ProcessWire 3.0.19 lets you work with thousands of pages at once

ProcessWire 3.0.19

This week we have something different and wonderful, thanks to our friends at Avoine!

Handling large quantities of pages

At Avoine, they use ProcessWire with really large data sets, often working with groups of 50k pages or more. They really use ProcessWire at the big scale! In fact, many do this, as ProcessWire handles large quantities of pages nicely. But there's no way you are going to fit 50k pages in memory at once, so you have to paginate them, perhaps handling 500 or 1000 at a time, then uncaching them, and loading another set. That can be a little tedious, especially if it's something you have to do regularly.

Avoine (with sforsman and apeisa) came up with a solution that enables ProcessWire to load huge quantities of pages at once. Now you can do a page finding operation and retrieve nearly unlimited quantities of pages in a single API call, without need for pagination.

The new $pages->findMany() method

Because this type of "unlimited find" is a little different under-the-hood, we've put the functionality into a new $pages->findMany() method, rather than making the $pages->find() method perform it. The findMany() method works exactly the same way as the find() method except that it returns a PageArray containing pages that aren't actually loaded yet.

Pages returned from findMany() don't actually load until you iterate them or access some property from them. When you do iterate them, like with a foreach(), it loads (and unloads) them in groups of about 1000 pages at a time. Though these technical details are completely hidden from view. You can go about using $pages->findMany() the same way as you would $pages->find(), and simply not worry about the quantity.

How $pages->findMany() differs from $pages->find()

While these two methods may work exactly the same from the API perspective, they are fundamentally different in terms of what they do behind the scenes. For most page finding operations, you'll still want to use $pages->find(), because it's technically more efficient for most of the cases you would encounter in developing a website. But if you are dealing with potentially large quantities, and you don't want to place limits on the quantity of returned results, look no further than $pages->findMany().

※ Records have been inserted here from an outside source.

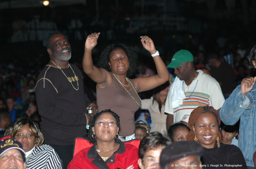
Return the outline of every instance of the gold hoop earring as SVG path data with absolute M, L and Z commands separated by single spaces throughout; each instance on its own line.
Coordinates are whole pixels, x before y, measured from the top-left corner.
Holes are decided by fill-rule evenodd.
M 194 138 L 194 140 L 195 140 L 195 141 L 198 141 L 198 139 L 197 139 L 197 136 L 195 135 L 195 138 Z

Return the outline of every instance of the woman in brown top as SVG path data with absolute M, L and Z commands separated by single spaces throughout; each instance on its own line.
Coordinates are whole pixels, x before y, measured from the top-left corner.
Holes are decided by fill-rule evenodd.
M 128 78 L 135 70 L 137 58 L 124 44 L 114 44 L 102 51 L 100 68 L 93 63 L 91 51 L 96 46 L 100 33 L 89 35 L 85 44 L 83 70 L 97 83 L 98 110 L 111 109 L 120 117 L 119 134 L 126 140 L 135 139 L 134 113 L 141 105 L 138 93 L 154 89 L 167 81 L 169 72 L 155 47 L 152 39 L 140 37 L 142 46 L 153 57 L 157 74 L 149 77 Z

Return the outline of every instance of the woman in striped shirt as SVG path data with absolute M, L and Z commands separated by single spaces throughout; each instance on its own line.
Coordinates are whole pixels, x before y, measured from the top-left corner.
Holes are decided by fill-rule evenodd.
M 25 118 L 17 119 L 5 131 L 19 142 L 26 153 L 27 169 L 62 168 L 61 160 L 54 149 L 43 144 L 44 139 L 37 124 Z

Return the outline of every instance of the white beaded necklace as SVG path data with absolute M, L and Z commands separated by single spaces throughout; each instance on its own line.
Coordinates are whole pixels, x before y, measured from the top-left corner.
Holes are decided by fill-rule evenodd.
M 73 72 L 74 73 L 74 74 L 75 75 L 75 77 L 71 77 L 71 78 L 70 78 L 70 77 L 67 77 L 67 75 L 66 75 L 66 74 L 65 74 L 65 73 L 64 73 L 64 72 L 63 72 L 63 70 L 62 70 L 62 69 L 61 69 L 61 67 L 60 67 L 58 65 L 57 65 L 55 63 L 54 63 L 53 62 L 53 61 L 52 61 L 51 60 L 51 62 L 52 62 L 54 64 L 55 64 L 55 65 L 56 65 L 56 66 L 57 66 L 57 67 L 58 68 L 59 68 L 59 69 L 61 69 L 61 72 L 62 72 L 63 73 L 63 74 L 64 74 L 64 75 L 65 75 L 65 76 L 66 76 L 66 77 L 67 78 L 67 80 L 68 80 L 69 82 L 70 82 L 70 83 L 71 83 L 71 85 L 72 85 L 72 86 L 73 86 L 73 88 L 75 90 L 78 90 L 78 89 L 79 89 L 79 86 L 78 85 L 78 77 L 77 77 L 75 75 L 75 72 L 74 72 L 74 70 L 73 70 L 73 69 L 72 69 L 72 67 L 71 67 L 71 66 L 70 66 L 70 65 L 69 64 L 69 66 L 70 67 L 70 68 L 71 68 L 71 70 L 72 70 L 72 71 L 73 71 Z M 73 85 L 73 84 L 72 84 L 72 81 L 75 81 L 75 80 L 77 81 L 77 89 L 76 89 L 75 88 L 75 87 L 74 87 L 74 86 Z
M 138 97 L 139 97 L 139 100 L 141 100 L 141 104 L 139 104 L 139 103 L 138 103 L 138 102 L 137 102 L 137 101 L 136 101 L 136 100 L 134 98 L 134 97 L 133 97 L 132 95 L 131 95 L 131 94 L 130 93 L 130 92 L 129 92 L 129 91 L 128 91 L 127 90 L 127 89 L 126 89 L 126 88 L 125 88 L 125 86 L 124 86 L 124 85 L 123 85 L 123 83 L 122 83 L 121 81 L 120 81 L 119 80 L 119 79 L 118 79 L 117 78 L 117 77 L 115 76 L 115 74 L 114 74 L 114 73 L 112 73 L 112 74 L 113 74 L 113 75 L 114 75 L 114 76 L 115 77 L 115 78 L 117 79 L 117 81 L 119 82 L 119 83 L 120 83 L 120 84 L 121 84 L 121 85 L 122 86 L 123 86 L 123 87 L 125 89 L 125 90 L 128 92 L 128 93 L 129 93 L 129 94 L 130 94 L 130 95 L 131 96 L 131 97 L 132 97 L 133 99 L 133 100 L 134 100 L 134 101 L 135 101 L 135 102 L 136 102 L 136 103 L 137 103 L 137 104 L 138 104 L 138 105 L 139 105 L 139 106 L 141 106 L 142 105 L 142 101 L 141 101 L 141 98 L 140 98 L 140 97 L 139 97 L 139 95 L 138 94 L 138 93 L 136 91 L 136 90 L 135 90 L 135 89 L 134 88 L 134 87 L 133 87 L 133 84 L 131 83 L 131 81 L 130 81 L 130 80 L 129 79 L 128 79 L 128 78 L 127 78 L 127 77 L 126 78 L 126 80 L 128 82 L 128 83 L 129 83 L 129 82 L 130 82 L 130 83 L 131 84 L 131 86 L 133 86 L 133 89 L 134 90 L 134 91 L 135 91 L 135 93 L 136 93 L 136 94 L 137 94 L 137 95 L 138 96 Z M 129 86 L 129 85 L 128 85 L 128 86 Z M 127 86 L 126 86 L 126 87 L 127 87 Z

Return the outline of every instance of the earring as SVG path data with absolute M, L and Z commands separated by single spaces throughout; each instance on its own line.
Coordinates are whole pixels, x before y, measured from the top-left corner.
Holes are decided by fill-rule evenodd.
M 195 138 L 194 138 L 194 140 L 195 140 L 195 141 L 198 141 L 198 139 L 197 139 L 197 136 L 195 135 Z
M 219 136 L 217 137 L 217 138 L 216 139 L 216 140 L 217 140 L 217 146 L 218 147 L 218 148 L 219 148 L 220 147 L 221 147 L 221 144 L 219 143 Z

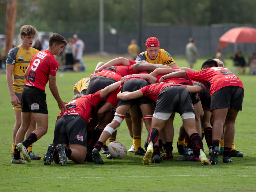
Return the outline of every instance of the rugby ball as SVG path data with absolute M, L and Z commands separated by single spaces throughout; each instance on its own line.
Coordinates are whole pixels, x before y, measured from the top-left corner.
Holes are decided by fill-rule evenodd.
M 117 141 L 113 141 L 109 143 L 108 150 L 111 155 L 115 158 L 123 158 L 127 155 L 126 148 Z

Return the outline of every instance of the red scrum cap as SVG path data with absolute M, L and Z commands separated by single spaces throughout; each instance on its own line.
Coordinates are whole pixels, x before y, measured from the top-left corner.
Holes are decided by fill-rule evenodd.
M 160 49 L 159 40 L 156 37 L 149 37 L 146 41 L 146 49 L 147 51 L 149 47 L 158 47 Z

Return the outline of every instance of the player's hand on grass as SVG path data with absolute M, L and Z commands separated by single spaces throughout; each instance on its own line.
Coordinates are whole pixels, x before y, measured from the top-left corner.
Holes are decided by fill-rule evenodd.
M 14 95 L 11 96 L 11 103 L 13 105 L 18 106 L 18 103 L 20 102 L 20 101 L 16 95 Z

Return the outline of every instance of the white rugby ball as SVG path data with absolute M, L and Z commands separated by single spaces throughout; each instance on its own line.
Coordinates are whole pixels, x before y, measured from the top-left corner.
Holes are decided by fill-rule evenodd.
M 120 142 L 113 141 L 108 144 L 108 152 L 115 158 L 123 158 L 127 155 L 125 146 Z

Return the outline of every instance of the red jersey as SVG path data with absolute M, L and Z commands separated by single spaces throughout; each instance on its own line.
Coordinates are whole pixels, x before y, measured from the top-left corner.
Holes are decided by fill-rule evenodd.
M 136 63 L 136 62 L 129 60 L 130 66 Z M 100 75 L 106 77 L 110 77 L 117 81 L 121 80 L 123 77 L 130 74 L 129 67 L 130 66 L 126 65 L 115 65 L 103 69 L 100 72 L 93 75 L 92 77 L 95 75 Z
M 146 96 L 150 99 L 156 101 L 158 98 L 158 94 L 164 88 L 169 86 L 178 85 L 187 87 L 186 85 L 184 85 L 178 83 L 171 82 L 161 82 L 155 84 L 151 84 L 142 87 L 139 90 L 143 93 L 144 96 Z
M 25 85 L 45 91 L 49 75 L 56 75 L 58 61 L 50 51 L 44 50 L 35 54 L 29 64 L 28 80 Z
M 211 83 L 210 96 L 216 91 L 227 86 L 237 86 L 244 89 L 241 80 L 227 68 L 213 67 L 201 71 L 185 72 L 191 79 L 209 82 Z
M 100 96 L 101 90 L 93 94 L 89 94 L 71 101 L 66 105 L 67 111 L 61 113 L 57 119 L 62 115 L 79 115 L 84 119 L 88 124 L 91 121 L 94 114 L 91 114 L 93 110 L 98 107 L 101 101 L 104 100 Z

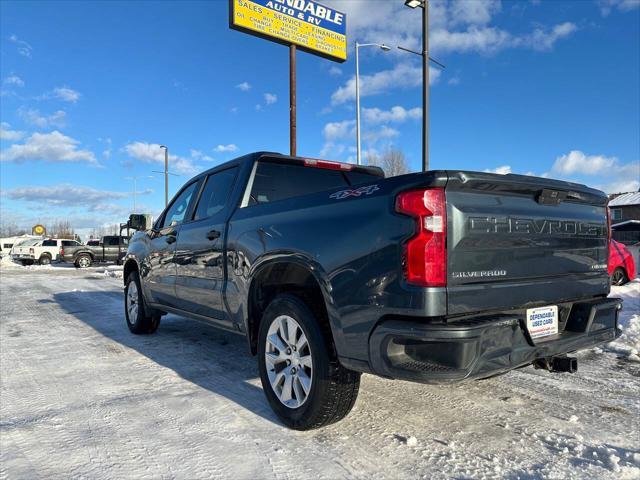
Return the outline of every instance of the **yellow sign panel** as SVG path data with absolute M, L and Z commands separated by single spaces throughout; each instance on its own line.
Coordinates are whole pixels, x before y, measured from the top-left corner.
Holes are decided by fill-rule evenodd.
M 313 0 L 230 0 L 230 26 L 344 62 L 347 18 Z

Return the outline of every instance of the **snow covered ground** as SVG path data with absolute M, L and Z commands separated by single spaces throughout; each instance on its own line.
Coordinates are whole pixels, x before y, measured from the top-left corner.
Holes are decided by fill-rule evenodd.
M 640 478 L 637 280 L 574 375 L 364 375 L 344 421 L 300 433 L 243 338 L 176 316 L 131 335 L 118 273 L 0 267 L 0 478 Z

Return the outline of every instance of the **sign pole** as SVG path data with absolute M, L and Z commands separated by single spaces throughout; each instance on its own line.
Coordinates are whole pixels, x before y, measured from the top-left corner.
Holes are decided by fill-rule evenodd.
M 296 156 L 296 46 L 289 45 L 289 150 Z

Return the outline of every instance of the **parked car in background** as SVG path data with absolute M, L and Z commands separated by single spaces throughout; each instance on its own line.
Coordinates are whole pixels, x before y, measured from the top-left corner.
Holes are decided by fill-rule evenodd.
M 60 260 L 60 252 L 63 248 L 77 247 L 81 245 L 75 240 L 59 238 L 47 238 L 37 240 L 35 243 L 28 242 L 13 249 L 11 258 L 21 262 L 23 265 L 33 264 L 49 265 L 53 260 Z
M 609 276 L 612 285 L 624 285 L 636 278 L 636 266 L 629 249 L 613 238 L 609 243 Z
M 11 255 L 13 247 L 31 240 L 42 240 L 41 235 L 17 235 L 13 237 L 0 238 L 0 256 Z
M 80 245 L 64 248 L 60 252 L 63 262 L 73 263 L 76 268 L 87 268 L 94 263 L 119 263 L 127 253 L 128 237 L 108 235 L 98 245 Z
M 363 372 L 575 372 L 567 354 L 619 335 L 607 201 L 526 175 L 385 179 L 247 155 L 189 180 L 152 228 L 133 226 L 126 323 L 148 334 L 170 312 L 245 335 L 269 404 L 298 430 L 347 415 Z

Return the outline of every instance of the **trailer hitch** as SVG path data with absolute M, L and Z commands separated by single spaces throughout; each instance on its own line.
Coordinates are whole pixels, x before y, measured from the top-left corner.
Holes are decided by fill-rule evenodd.
M 558 355 L 555 357 L 539 358 L 533 362 L 533 366 L 536 369 L 548 370 L 554 373 L 576 373 L 578 371 L 578 359 L 576 357 Z

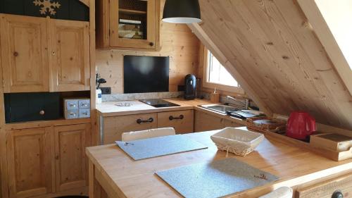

Down the road, I'd like to find a way for ProcessWire to auto-detect which type of find operation would best suit the case, and automatically choose which method to use, leaving you with just needing to use only $pages->find().

Where would you use something like this?

One of the likely use cases is when you need to perform some calculation on a huge amount of pages. Like if you had several thousand pages representing orders from a store, and needed to add up the total revenue brought in by all of them. Another case might be generating a site map for a really large site. Yet another case might be performing large data imports. The sky is the limit, this opens up so much new potential.

Testing things out

Locally, most of the testing was done on a site with a little over 21k pages, and it worked beautifully. The actual find operation that retrieved most of those 21k pages executed in less than one second. That's a lot of pages in very little time! If you tried to do that with a $pages->find(), you would have waited for awhile and then ran out of memory.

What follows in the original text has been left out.